Sorry I’ve been offline for a bit.
Here is a this-and-that post regarding various developments in social capital.
- The Corporation for National and Community Service (CNCS) has a wonderful new revamped site on Volunteering in America. They also headlined findings from the Current Population Survey data in 2008 on volunteering and civic engagement showing volunteering remaining steady in 2008 and “[t]he number of people who worked with their neighbors to fix a community problem rose by 31 percent, from 15.2 million in 2007 to 19.9 million in 2008″, a remarkable increase in a year, which CNCS attributes to the Obama Administration’s United We Serve initiative and Serve.gov website.
- The National Conference on Citizenship (NCoC) is releasing a new report “Civic Health and Hard Times” on September 9, 2009 at their annual conference on the “Opportunity Cost of Civic Engagement“. Stay tuned for the findings.

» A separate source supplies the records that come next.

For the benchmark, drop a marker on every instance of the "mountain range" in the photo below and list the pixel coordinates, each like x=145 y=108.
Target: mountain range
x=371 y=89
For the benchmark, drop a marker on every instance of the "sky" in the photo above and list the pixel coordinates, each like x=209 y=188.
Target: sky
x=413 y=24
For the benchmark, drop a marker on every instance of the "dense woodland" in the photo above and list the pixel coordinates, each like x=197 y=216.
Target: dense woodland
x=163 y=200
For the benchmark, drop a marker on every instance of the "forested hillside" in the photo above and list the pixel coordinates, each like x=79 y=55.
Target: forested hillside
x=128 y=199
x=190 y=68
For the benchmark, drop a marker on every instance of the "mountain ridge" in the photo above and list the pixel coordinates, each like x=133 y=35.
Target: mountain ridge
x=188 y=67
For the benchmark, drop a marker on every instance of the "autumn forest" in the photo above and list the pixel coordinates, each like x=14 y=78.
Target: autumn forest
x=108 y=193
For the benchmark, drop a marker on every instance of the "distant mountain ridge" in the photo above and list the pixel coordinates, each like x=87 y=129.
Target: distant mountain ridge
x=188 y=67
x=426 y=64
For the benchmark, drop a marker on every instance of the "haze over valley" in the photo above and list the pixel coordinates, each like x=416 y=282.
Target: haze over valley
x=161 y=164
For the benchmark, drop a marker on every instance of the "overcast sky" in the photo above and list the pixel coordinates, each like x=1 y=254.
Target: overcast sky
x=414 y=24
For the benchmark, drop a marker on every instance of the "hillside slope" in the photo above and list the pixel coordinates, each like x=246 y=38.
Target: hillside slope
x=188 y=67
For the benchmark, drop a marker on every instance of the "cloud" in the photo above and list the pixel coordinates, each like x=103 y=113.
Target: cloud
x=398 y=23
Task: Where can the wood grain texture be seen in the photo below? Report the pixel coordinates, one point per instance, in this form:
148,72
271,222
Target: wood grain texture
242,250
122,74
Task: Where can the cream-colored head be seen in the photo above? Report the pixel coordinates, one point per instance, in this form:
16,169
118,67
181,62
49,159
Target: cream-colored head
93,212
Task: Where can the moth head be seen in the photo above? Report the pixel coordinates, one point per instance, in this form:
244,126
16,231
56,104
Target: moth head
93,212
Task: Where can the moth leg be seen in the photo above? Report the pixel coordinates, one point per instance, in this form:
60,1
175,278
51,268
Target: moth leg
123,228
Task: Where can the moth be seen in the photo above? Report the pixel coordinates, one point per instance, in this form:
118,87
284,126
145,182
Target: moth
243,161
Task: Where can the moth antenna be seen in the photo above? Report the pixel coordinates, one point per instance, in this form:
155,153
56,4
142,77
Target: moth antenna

We have some active research in this area on the impact of individual and aggregate economic hardship on levels of civic engagement which we have not published yet; a description of some of the literature in this area can be found in this earlier post.
- Various sites have blogged (here or here) or described an interesting conference in late July at Tufts (The Obama Administration’s Civic Agenda After Six Months), organized by Peter Levine at Tufts, and bringing together some scholars on civic engagement (including my HKS colleagues Archon Fung and Marshall Ganz) with folks from the Obama Administration (like Allen Solomont from CNCS) trying to set an agenda for the Obama Administration.
- Also in early August was the Strengthening Our Nation’s Democracy II conference in DC (organized by Demos. AmericaSpeaks and Everyday Democracy). See descriptions of the content here.
- And BTW, my colleague Robert Putnam was quoted in a Forbes article entitled “Loneliness Can Kill You” about the research of University of Chicago neuroscientist and physiologist, John T. Cacioppo.